The only member of the Little Rock Nine who did not make it through the 1957-58 school year at Central High School relived her memories of that year in an interview in the March 22 Carleton University newspaper, the Charlatan, in Canada:
“I was 15 and I didn’t know that it was going to be historical. Fifty years later, I find out that it was pivotal American history that really, probably, brought about major change. So, wow, what an honour to be a part of that,” she says.
The nine students tried to enter the school, which was theoretically desegregated after a U.S. Supreme Court decision stated segregated schools were unconstitutional. The students, however, were stopped.
“As we approached the front of the school, soldiers in the Arkansas National Guard closed ranks, standing shoulder to shoulder to block the entrance of the black children and standing aside for the entrance of the white children,” Trickey recalls.
What happened that day was publicized around the world and the black students were dubbed the Little Rock Nine.

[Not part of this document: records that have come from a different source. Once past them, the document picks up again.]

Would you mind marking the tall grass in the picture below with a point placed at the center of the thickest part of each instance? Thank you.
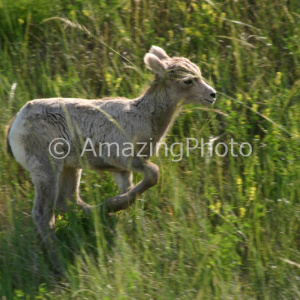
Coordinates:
(214, 227)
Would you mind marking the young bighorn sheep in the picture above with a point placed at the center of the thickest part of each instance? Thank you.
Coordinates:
(142, 120)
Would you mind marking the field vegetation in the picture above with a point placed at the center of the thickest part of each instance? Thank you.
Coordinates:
(213, 227)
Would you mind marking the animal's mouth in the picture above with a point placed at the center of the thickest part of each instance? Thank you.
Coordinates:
(210, 101)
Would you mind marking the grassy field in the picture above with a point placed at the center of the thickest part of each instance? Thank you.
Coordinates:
(214, 227)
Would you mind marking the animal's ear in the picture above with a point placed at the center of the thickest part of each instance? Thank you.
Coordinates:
(159, 52)
(154, 64)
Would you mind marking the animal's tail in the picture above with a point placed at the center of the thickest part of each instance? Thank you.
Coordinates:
(9, 151)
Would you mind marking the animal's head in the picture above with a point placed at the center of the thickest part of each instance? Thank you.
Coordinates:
(181, 75)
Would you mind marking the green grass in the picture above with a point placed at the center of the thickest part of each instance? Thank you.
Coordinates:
(218, 228)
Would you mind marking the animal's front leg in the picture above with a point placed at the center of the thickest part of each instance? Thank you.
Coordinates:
(151, 173)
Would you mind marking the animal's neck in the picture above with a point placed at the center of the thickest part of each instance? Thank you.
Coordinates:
(161, 107)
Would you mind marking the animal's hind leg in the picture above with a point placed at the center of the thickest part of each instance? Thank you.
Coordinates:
(46, 192)
(69, 189)
(123, 180)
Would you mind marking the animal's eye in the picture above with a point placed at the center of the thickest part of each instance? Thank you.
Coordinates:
(190, 81)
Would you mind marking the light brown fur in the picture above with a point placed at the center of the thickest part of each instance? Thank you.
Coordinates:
(144, 119)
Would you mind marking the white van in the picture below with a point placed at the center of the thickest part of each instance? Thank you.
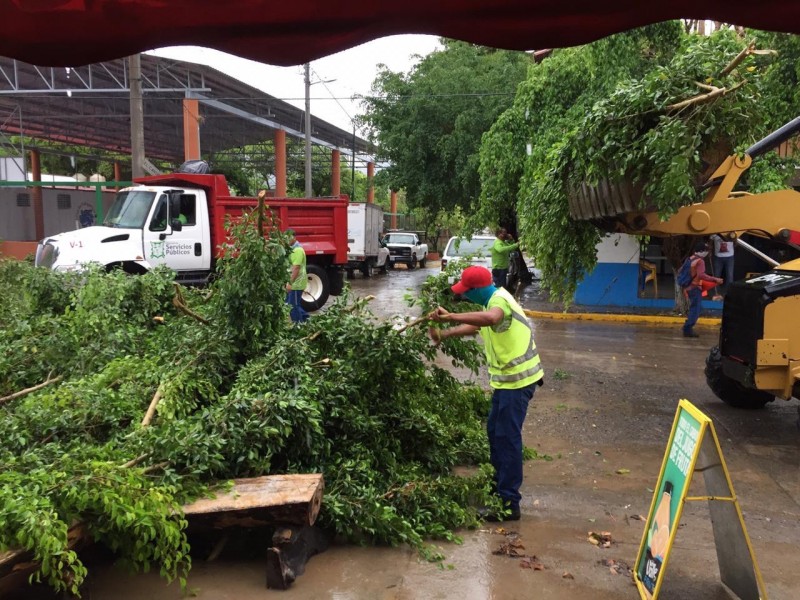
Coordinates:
(479, 249)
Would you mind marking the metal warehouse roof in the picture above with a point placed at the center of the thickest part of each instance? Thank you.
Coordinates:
(90, 106)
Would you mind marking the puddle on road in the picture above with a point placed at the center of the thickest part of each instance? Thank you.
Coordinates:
(390, 289)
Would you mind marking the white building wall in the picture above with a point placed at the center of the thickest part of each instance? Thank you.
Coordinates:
(62, 211)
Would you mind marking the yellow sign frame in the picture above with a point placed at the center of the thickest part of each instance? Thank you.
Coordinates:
(739, 571)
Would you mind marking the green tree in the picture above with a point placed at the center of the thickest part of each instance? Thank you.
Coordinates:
(428, 122)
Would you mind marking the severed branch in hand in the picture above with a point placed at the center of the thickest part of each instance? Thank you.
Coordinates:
(416, 322)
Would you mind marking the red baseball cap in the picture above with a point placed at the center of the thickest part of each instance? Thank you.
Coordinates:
(472, 278)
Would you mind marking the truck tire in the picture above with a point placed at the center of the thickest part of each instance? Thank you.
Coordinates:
(730, 391)
(336, 281)
(316, 293)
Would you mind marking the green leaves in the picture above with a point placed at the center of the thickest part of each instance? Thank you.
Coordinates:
(242, 394)
(428, 123)
(628, 108)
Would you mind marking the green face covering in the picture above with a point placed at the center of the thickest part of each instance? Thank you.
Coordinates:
(480, 295)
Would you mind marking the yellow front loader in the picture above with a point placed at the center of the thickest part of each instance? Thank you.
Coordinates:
(758, 356)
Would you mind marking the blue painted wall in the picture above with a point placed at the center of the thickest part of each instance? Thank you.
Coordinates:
(615, 284)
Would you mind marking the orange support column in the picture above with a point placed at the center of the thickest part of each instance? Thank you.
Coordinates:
(36, 195)
(191, 129)
(370, 178)
(336, 174)
(280, 163)
(393, 208)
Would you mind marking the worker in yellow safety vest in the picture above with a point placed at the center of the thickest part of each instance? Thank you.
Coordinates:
(515, 370)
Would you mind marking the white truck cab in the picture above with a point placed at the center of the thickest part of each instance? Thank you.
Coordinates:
(145, 227)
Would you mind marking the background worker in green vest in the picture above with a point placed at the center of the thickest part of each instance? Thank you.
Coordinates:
(298, 279)
(515, 370)
(501, 250)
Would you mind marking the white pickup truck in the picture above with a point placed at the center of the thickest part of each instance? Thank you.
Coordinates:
(405, 247)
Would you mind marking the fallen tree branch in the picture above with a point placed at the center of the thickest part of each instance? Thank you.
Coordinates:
(29, 390)
(151, 410)
(416, 322)
(738, 59)
(132, 463)
(703, 98)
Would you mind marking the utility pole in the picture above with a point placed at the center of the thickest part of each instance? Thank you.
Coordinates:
(137, 115)
(308, 129)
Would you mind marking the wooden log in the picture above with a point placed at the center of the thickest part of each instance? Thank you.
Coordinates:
(290, 551)
(264, 500)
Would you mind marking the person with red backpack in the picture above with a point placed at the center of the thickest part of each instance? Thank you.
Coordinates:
(694, 290)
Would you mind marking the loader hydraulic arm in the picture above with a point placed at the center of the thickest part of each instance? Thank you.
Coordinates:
(770, 215)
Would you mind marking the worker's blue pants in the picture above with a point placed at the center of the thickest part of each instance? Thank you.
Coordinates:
(504, 427)
(297, 312)
(695, 296)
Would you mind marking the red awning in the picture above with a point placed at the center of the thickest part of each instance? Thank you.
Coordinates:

“The path to desegregation was raucous and violent, supported by armed soldiers, in plain view for the world to see,” says Trickey.
It was not until two weeks later, after President Dwight W. Eisenhower ordered the National Guard to implement desegregation, that the students returned to school.
Trickey described how the black students were sandwiched between guards and a mob of white people screaming obscenities and death threats.
“The Little Rock desegregation crisis was a pivotal event in United States history which spread to the world, and it had an important twist. That history was made by 14 and 15-year-olds,” she says. “We were not special. We were just kids and we wanted something that was inherently evil to change.”